По негласной договоренности с самим собой, Ал пошел в школу почти сразу, как Беня пришел в себя. В следующий же понедельник. Да, он не сделал и шага к порогу школы за все то время, пока его друг лежал в больнице.

Утром он плелся к потрепанному зданию, поправляя на плече легкий (потому что почти пустой) рюкзак. Он шел, думая о Мэри. Когда Беня пришел в себя, Ал вспомнил, что испытывал к девушке и даже подумал, что неплохо было бы помириться. Мысли о Мэри вели его к школе как путеводный свет, как огонь крошечной, но теплой свечи…

Стоп, это правда свечи?
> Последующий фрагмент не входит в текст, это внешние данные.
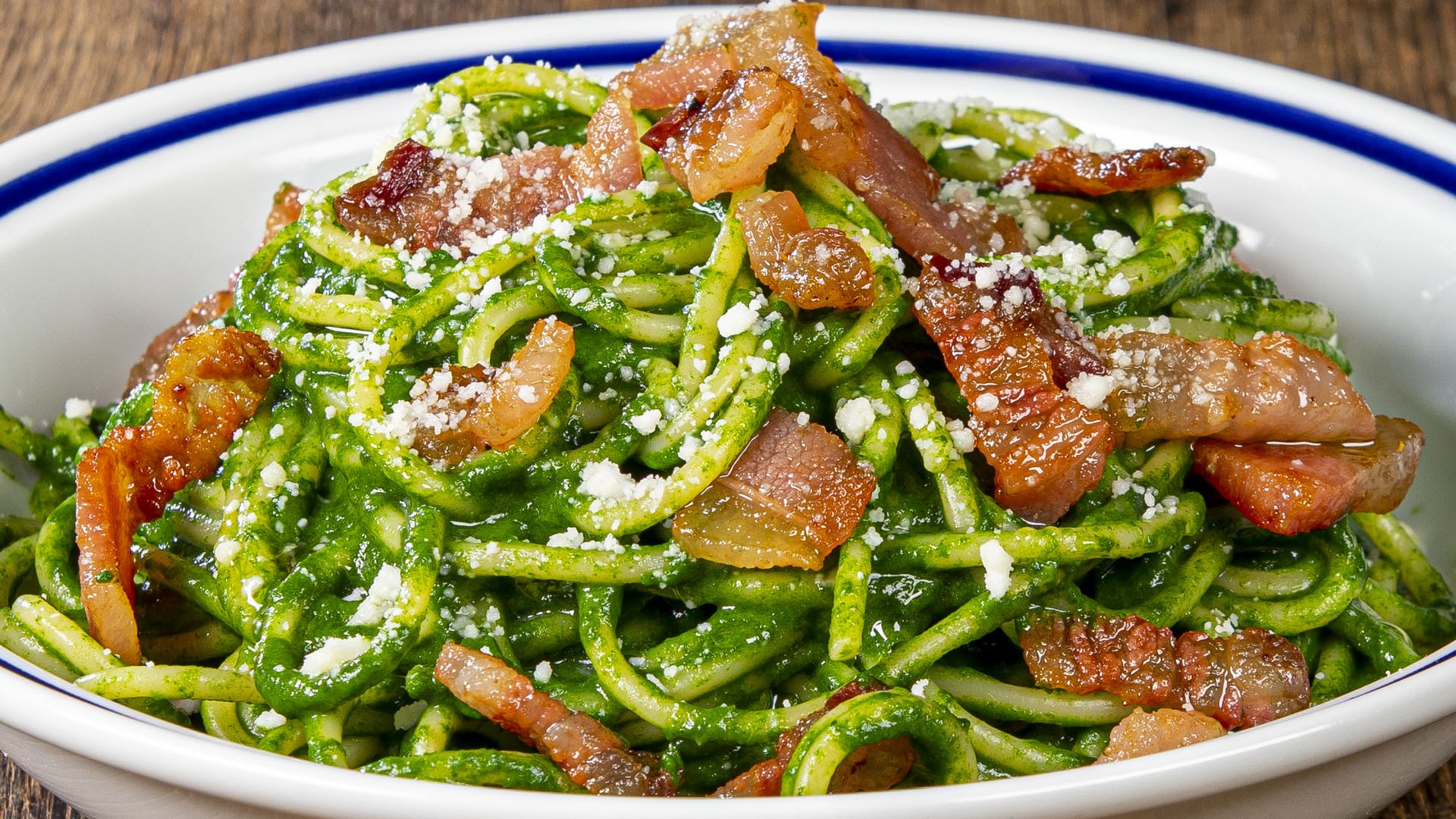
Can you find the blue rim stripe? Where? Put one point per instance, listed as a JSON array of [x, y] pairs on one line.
[[1378, 148]]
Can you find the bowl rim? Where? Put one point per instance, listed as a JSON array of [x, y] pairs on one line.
[[42, 162]]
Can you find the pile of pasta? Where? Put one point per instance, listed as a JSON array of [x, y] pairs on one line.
[[717, 431]]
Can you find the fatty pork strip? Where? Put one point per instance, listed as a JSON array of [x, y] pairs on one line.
[[794, 494], [1012, 353], [456, 413], [1075, 169], [199, 316], [846, 137], [1272, 388], [433, 200], [726, 139], [1244, 679], [807, 267], [1165, 729], [210, 385], [1292, 488], [868, 768], [588, 752]]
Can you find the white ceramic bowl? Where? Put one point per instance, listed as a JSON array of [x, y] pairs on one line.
[[114, 221]]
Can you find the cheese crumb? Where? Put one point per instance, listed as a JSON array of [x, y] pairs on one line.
[[332, 654], [382, 595], [854, 419], [998, 569], [1091, 390], [273, 475], [79, 409]]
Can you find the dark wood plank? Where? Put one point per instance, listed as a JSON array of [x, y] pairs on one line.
[[63, 55]]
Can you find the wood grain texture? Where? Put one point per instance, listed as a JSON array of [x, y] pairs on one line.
[[63, 55]]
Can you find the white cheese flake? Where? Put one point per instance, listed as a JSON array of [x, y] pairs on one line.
[[382, 596], [998, 569], [332, 654], [79, 409]]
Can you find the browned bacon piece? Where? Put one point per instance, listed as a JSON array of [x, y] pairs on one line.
[[726, 140], [808, 267], [210, 385], [462, 411], [1244, 679], [430, 200], [667, 82], [588, 752], [609, 161], [849, 139], [1126, 656], [1012, 354], [1292, 488], [1272, 388], [1075, 169], [286, 210], [200, 315], [867, 768], [794, 494], [1165, 729]]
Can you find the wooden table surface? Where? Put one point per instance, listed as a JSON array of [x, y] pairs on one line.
[[61, 55]]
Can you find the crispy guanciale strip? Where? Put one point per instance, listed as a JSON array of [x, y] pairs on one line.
[[808, 267], [1075, 169], [588, 752], [1272, 388], [1126, 656], [200, 315], [868, 768], [1244, 679], [462, 411], [286, 210], [1165, 729], [794, 494], [433, 200], [726, 139], [846, 137], [667, 82], [1292, 488], [1012, 353], [210, 385]]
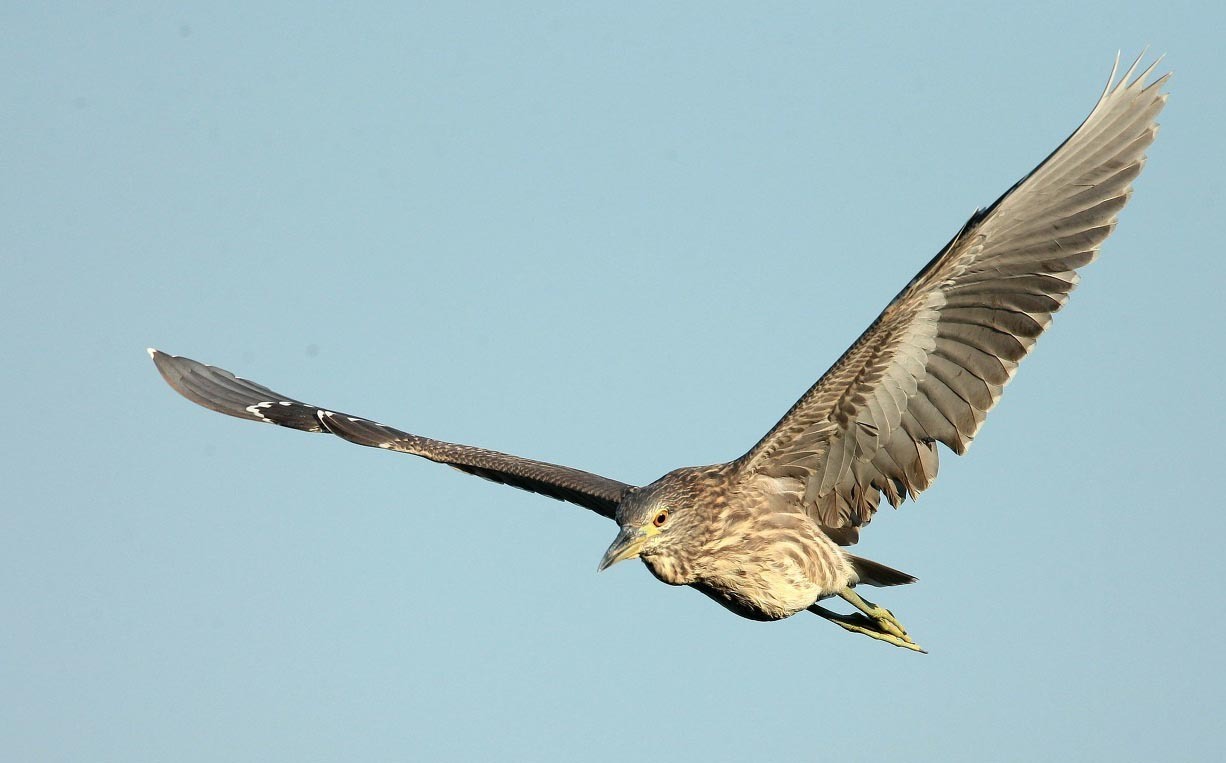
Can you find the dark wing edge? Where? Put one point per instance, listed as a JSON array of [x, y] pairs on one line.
[[220, 390], [936, 361]]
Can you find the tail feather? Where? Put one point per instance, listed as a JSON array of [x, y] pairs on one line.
[[874, 573]]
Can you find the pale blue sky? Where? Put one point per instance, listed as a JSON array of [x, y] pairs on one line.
[[623, 238]]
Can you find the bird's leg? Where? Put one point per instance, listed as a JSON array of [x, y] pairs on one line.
[[860, 623], [883, 617]]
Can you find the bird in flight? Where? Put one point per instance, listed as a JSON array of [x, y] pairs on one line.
[[764, 535]]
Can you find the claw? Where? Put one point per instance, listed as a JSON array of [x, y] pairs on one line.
[[867, 626], [880, 616]]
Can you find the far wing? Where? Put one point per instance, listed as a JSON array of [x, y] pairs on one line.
[[222, 391], [934, 362]]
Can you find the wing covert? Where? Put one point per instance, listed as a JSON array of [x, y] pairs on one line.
[[936, 361]]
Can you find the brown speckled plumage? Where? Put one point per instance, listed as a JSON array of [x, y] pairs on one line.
[[761, 534]]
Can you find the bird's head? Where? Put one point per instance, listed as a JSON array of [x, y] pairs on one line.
[[658, 529]]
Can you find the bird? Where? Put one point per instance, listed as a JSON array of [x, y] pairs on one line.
[[766, 534]]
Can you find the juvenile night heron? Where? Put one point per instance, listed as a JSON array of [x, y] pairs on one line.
[[763, 535]]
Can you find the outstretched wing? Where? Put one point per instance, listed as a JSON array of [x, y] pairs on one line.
[[222, 391], [934, 362]]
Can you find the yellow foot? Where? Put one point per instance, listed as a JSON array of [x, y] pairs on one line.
[[867, 626], [880, 616]]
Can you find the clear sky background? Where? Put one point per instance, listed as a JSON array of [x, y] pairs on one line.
[[619, 237]]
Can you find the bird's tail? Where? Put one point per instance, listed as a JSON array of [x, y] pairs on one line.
[[874, 573]]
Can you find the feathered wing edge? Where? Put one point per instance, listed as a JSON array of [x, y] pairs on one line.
[[222, 391], [938, 357]]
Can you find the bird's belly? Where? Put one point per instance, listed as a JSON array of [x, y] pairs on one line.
[[761, 609], [763, 591]]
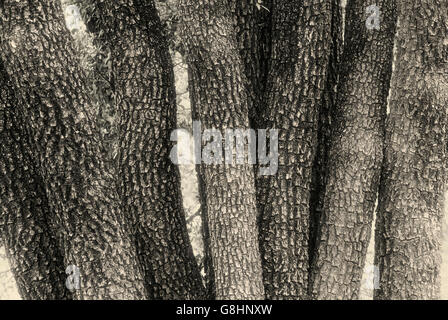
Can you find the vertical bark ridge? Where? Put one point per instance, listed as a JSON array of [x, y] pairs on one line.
[[220, 101], [409, 220], [35, 257], [324, 131], [149, 181], [80, 190], [296, 80], [355, 154]]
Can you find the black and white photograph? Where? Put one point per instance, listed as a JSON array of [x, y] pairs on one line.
[[214, 150]]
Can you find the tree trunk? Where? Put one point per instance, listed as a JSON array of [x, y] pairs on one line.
[[356, 153], [149, 183], [36, 260], [52, 98], [296, 81], [410, 211], [219, 101]]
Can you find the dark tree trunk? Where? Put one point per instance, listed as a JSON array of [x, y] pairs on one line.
[[324, 132], [149, 183], [409, 221], [36, 260], [356, 153], [253, 34], [66, 150], [296, 81], [220, 101]]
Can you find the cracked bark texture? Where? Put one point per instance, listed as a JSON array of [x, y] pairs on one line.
[[295, 87], [355, 154], [220, 101], [149, 183], [36, 260], [87, 220], [252, 30], [319, 174], [410, 211]]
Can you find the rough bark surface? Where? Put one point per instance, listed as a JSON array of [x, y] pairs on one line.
[[87, 220], [36, 260], [149, 183], [356, 153], [220, 101], [409, 220], [295, 85]]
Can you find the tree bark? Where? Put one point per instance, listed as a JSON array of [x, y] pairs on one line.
[[296, 81], [410, 210], [35, 257], [149, 183], [219, 101], [356, 153], [80, 189]]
Почему у школы стоят свечи?

Подходя все ближе, Ал различал новые детали: черные ленты, живые цветы, плетеные в венки, фотографии, мягкие игрушки.
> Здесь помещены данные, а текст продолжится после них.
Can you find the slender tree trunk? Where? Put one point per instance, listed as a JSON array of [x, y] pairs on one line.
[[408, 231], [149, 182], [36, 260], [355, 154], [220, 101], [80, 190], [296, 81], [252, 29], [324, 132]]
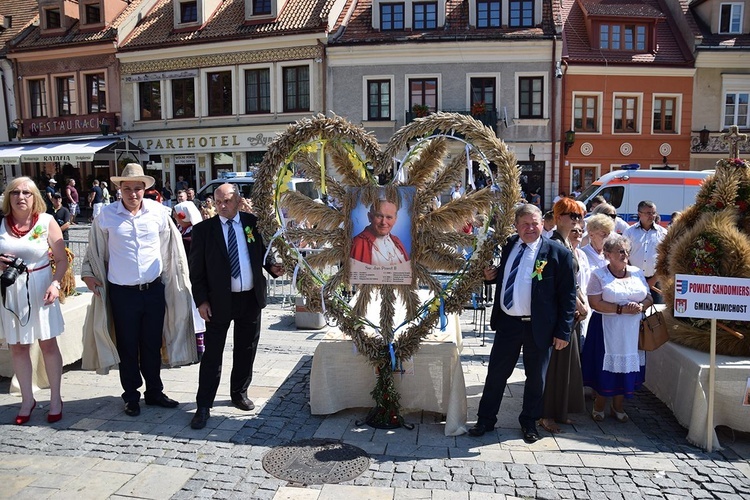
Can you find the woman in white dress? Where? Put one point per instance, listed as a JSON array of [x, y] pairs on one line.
[[30, 309]]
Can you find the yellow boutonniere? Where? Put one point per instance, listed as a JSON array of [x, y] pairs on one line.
[[538, 268]]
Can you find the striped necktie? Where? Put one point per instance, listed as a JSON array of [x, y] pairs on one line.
[[234, 254], [508, 295]]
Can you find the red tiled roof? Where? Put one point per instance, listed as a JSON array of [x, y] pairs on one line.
[[671, 48], [227, 23], [74, 36], [22, 12], [359, 27]]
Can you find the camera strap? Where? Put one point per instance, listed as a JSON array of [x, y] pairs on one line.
[[28, 301]]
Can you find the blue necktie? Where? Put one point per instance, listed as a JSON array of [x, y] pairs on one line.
[[234, 254], [508, 295]]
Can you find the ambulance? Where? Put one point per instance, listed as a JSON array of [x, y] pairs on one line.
[[670, 190]]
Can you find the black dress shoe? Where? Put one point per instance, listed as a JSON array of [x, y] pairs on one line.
[[243, 403], [161, 400], [479, 429], [200, 418], [132, 409], [530, 435]]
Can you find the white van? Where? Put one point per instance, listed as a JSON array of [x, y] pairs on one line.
[[670, 190], [246, 180]]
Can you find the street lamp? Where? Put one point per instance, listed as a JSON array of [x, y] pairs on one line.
[[570, 139]]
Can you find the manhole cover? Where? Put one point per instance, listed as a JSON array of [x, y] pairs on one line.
[[316, 461]]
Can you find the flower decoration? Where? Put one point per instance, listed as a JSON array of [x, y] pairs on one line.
[[36, 233], [538, 269]]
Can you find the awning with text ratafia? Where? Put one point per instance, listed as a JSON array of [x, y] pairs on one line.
[[71, 152]]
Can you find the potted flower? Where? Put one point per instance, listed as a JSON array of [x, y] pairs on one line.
[[420, 110], [478, 108]]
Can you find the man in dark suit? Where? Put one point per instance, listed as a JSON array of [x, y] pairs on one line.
[[533, 309], [226, 270]]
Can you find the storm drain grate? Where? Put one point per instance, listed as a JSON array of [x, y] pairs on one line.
[[316, 461]]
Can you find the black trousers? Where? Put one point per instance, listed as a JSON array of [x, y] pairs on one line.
[[139, 320], [512, 335], [246, 315]]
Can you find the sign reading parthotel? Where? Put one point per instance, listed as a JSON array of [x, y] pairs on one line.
[[711, 297]]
«Пожалуйста, не уходи. Ты единственный, кто у меня есть.»

Это же не правда. Это не может быть правдой. Да, он вспылил, да и она повела себя как сука, но она не могла его ТАК бросить. Алу захотелось заорать во все горло, что простил ее. Что и у нее просит прощения. Что она просто нужна ему. Как воздух. Как легкие, чтобы вдыхать воздух. Как сердце, чтобы двигать кровь, которая переносит воздух. Захотелось просто сорвать голос и в голос заплакать. Как маленький. Но мальчики не плачут.
Она любила жизнь. Она столько еще хотела увидеть. Это он во всем виноват.
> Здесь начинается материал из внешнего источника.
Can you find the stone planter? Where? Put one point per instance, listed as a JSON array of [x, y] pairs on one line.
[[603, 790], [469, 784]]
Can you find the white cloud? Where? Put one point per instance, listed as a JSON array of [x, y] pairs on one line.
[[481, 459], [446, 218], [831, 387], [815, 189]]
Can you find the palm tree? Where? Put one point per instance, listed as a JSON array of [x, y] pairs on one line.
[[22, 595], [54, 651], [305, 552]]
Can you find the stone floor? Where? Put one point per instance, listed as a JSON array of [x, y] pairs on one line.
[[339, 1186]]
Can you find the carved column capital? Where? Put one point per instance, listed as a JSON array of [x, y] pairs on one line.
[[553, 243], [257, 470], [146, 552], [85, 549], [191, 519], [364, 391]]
Заметив еще одну деталь, Ал остановился как вкопанный, а его колени предательски подкосились. На памятной фотографии была не Мэри. Она даже не была похожа на Мэри. Парень вдруг почувствовал себя невероятно ужасно из-за облегчения от того, что это была совершенно другая девушка. Сев на асфальт, он стал разглядывать фото девушки, которая показалась ему очень знакомой, стал думать о том, кем она была. Девушка была крайне хорошенькой с этими ее кудрявыми каштановыми волосами, спускающимися чуть ниже плеч и с ее голубыми глазами. Она же точно читала крутые книги. И музыка у нее наверняка была хорошая. А еще она похожа на художника.
Говорят, если к таким девушкам подойти на светском мероприятии и сказать: «Сколько же тут звезд!», они посмотрят на небо. Хотя, такие девушки не ходят на светские мероприятия.

***

Позже в школе, после трех или четырех уроков, когда Ал снова смог заговорить, ему объяснили, что девочка была дочерью русских эмигрантов, училась в классе на год младше, объяснили, что никто не мог запомнить ее русское имя, на что она никогда не обижалась, а звали ее то Алена, то Алина. Самые ленивые называли ее просто Али. Объяснили, что у Али обнаружили неоперабельную и неизлечимую опухоль мозга и что она предпочла покончить с собой быстрее, чем это сделает рак.

***

За неделю в школе Мэри так и не появилась. Ал волновался, но старался это не показывать. Несколько раз Беня спрашивал, почему подруга его не навещает, Ал говорил, что она уехала.

***

В очередной раз Ал стоял на рецепции больницы и смотрел непонимающими глазами на женщину, которая со скучающим видом объясняла: «В палате 23 больше никого нет».

— Вы не понимаете, там лежал мой друг…
— Нет, это вы не понимаете. Вчера утром он уехал. За ним приехал официальный опекун и забрал его. Больше информации я вам предоставить не могу.
— А куда?..
— Не могу сказать, молодой человек.
— Опекун — это мужчина или женщина?
— НЕ МОГУ СКАЗАТЬ!

Ал пробормотал что-то вроде «спасибо за помощь», дошел до соседнего дивана и упал на него, закрыв глаза.

«Ты поедешь со мной в горы? За те леса я готов продать душу.»

Где-то в животе зародилась глубокая тоска и тошнотой начала подниматься к горлу.

«Продолжу учиться. И за тобой присматривать, мелкий. На кого мне тебя, долбоеба, оставить? Не на кого. Придется самому справляться.»

А перед глазами стоит его обычная ухмылка. Он всегда насмехается над всем ****ым миром. Делает вид, что у него все напоказ, демонстрирует все свои недостатки. Но только сейчас Ал понял, как плохо его знал: ни о существовании опекунов Бени, ни о их видовой принадлежности до сегодняшнего дня парень просто не знал.

Темные мысли о том, что этот самый опекун не сделал для Бени абсолютно ничего во время его болезни просто не покидали голову.

Не осознавая собственных действий, Ал вышел из больницы. Он совершенно не понимал, куда идет, но ощущение, что цель у него есть его не покидало. Он шел по обочинам оживленных трасс, шел по пустым улицам.

И остановился на мосту. Перешагнув перила.

— Пойдем, нам нужно поговорить.
— Мы можем говорить и здесь. Мы где угодно можем говорить. Бог дал нам рты.
— И руки, чтобы закрывать уши.
— Я думал, что руки нужны, чтобы давать по ****у.